Pytor allows you to channel simple http requests through a Tor proxy. It also allows you to route more complex Mechanize requests through the proxy if your script needs to emulate a browser. Pytor also allows you to periodically establish a new Tor identity, either directly or by setting a custom interval for the use of a particular identity.
- A functioning (and running) instance of Tor. This could be the basic Tor Browser Bundle. For more configuration options, consider using the Tor Expert Bundle, available from https://www.torproject.org/download/download.html.en.
- SocksiPy for handling socks requests (unpack to lib/site-packages), available from http://sourceforge.net/projects/socksipy/.
- Mechanize (install through pip)
- Stem (install through pip)
For now, Pytor assumes that your Tor control port is set to 9051. If your configuration is different, you can edit the global variables at the top to adjust. Future versions will acommodate different ports and authentication passwords.

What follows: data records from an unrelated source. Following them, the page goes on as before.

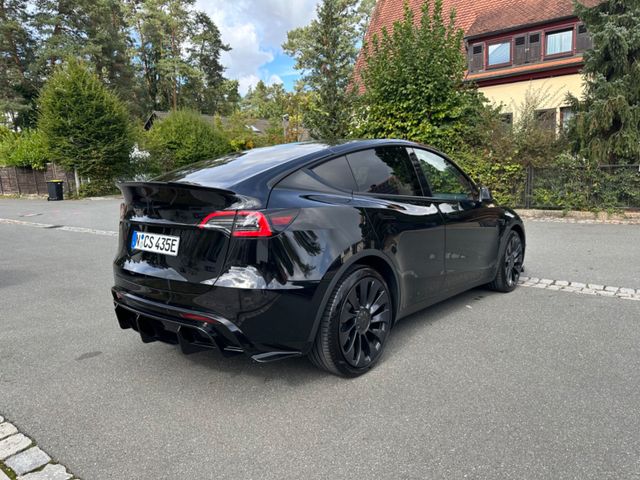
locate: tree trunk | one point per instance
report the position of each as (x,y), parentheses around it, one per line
(77,179)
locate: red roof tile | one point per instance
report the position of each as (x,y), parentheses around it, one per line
(475,17)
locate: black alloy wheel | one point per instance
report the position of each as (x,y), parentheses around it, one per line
(510,265)
(513,260)
(365,319)
(355,325)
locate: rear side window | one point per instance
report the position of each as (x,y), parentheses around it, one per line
(336,173)
(385,170)
(444,179)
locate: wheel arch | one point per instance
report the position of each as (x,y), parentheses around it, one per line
(368,258)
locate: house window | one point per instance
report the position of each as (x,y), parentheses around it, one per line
(546,119)
(476,57)
(566,114)
(583,39)
(559,42)
(507,120)
(499,54)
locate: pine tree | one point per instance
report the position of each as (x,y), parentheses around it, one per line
(84,125)
(326,50)
(607,125)
(18,85)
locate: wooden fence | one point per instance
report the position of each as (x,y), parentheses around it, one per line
(27,181)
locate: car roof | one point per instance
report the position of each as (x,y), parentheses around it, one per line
(261,164)
(253,172)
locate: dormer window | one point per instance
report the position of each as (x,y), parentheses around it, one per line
(527,47)
(499,54)
(560,42)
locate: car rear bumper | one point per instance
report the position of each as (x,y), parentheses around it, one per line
(192,331)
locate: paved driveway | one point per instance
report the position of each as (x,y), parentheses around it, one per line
(533,384)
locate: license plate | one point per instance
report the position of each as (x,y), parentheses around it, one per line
(153,242)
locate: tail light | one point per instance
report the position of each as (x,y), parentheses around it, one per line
(249,223)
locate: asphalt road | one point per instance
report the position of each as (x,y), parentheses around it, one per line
(532,384)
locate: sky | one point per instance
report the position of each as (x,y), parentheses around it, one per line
(255,30)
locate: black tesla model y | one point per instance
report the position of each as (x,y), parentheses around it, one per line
(306,249)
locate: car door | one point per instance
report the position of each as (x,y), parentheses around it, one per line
(472,227)
(409,227)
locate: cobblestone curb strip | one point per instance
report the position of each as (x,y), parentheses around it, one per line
(20,459)
(582,288)
(558,216)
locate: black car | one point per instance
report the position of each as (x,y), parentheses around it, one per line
(306,249)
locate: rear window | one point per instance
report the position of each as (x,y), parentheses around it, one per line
(326,177)
(385,170)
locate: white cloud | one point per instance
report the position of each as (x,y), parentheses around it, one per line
(273,79)
(255,30)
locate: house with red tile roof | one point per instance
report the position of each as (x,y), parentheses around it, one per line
(513,49)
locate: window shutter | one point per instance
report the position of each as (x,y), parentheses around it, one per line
(476,58)
(520,56)
(533,55)
(583,39)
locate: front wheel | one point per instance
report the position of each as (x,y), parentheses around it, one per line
(509,265)
(355,324)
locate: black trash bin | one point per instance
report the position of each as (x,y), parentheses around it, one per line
(54,187)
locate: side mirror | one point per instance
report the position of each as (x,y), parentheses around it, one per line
(485,195)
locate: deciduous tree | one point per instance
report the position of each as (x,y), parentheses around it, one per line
(413,77)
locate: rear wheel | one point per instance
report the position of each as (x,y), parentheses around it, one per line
(355,324)
(510,264)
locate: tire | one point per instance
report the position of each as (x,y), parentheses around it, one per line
(510,263)
(355,324)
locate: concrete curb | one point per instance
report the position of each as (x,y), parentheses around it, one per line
(23,460)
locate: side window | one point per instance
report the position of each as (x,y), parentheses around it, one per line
(386,170)
(336,173)
(444,179)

Future iterations of Pytor will:
- Allow support for different Tor control ports and authentication
Create a basic Pytor instance and send a simple http request:
from pytor import pytor
tor = pytor()
html = tor.get('http://bradheath.org')
Or, if your Tor configuration requires a different host or port:
from pytor import pytor
tor = pytor(host='localhost', port=9055)
html = tor.get('http://bradheath.org')
Check the IP address that remote servers will see:
print tor.ip()
Download a file:
tor.downloadFile(url, local_filename)
Request a new identity from Tor: (Note that the network won't always assign you one, and even when it does, you may end up with the same exit node and therefore the same IP address. Also note that you shouldn't change your identity too ofen to avoid stressing the network.)
tor.newIdentity()
Have Pytor periodically assign a new identity. (Note that this currently works with get() and download_file() requests, but does not currently force a new identity when using a mechanize browser. More on that later.)
tor.identityTime(1200) # Request a new identity every 1,200 seconds (20 minutes)
To create a new instance of a mechanize browser:
br = tor.mechanizeBrowser()
br.open('http://bradheath.org')
# continue using br just like any other mechanize object
or
tor.mechanizeBrowser()
tor.browser.open('http://bradheath.org')
# etc.